The most common medications requested were immuno-oncology (IO) therapeutic agents, in 66 cases (pembrolizumab, avelumab, nivolumab, and atezolizumab), followed by the Bacillus Calmette-Guerin (BCG) vaccine (n = 13), chemotherapeutic agents in 5 cases, erdafitinib in 2 cases, and enfortumab vedotin in 1 case.

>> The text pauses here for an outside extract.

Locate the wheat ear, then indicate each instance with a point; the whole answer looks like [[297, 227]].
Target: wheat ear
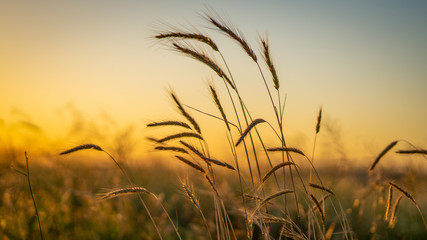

Pembrolizumab was the medication most frequently requested by patients undergoing treatment for bladder or ureteral cancer. Out of more than 50 thousand TNs, there were 1,349 requests for this medication. Bladder or ureteral cancer was responsible for 3.4% of all the demands for pembrolizumab.
It is also notable that lawsuits were more common in the Southern (n = 47), followed by the Southeastern (n = 26), Northeastern (n = 20), and Midwestern (n = 6) regions. The lawsuits in the South were more often related to expensive medications. In the Northeast and Midwest, there were proportionally more lawsuits demanding medical procedures. The Brazilian Federal Government lost the lawsuits, representing expenses of BRL 42.1 million with these novel medications within the period evaluated.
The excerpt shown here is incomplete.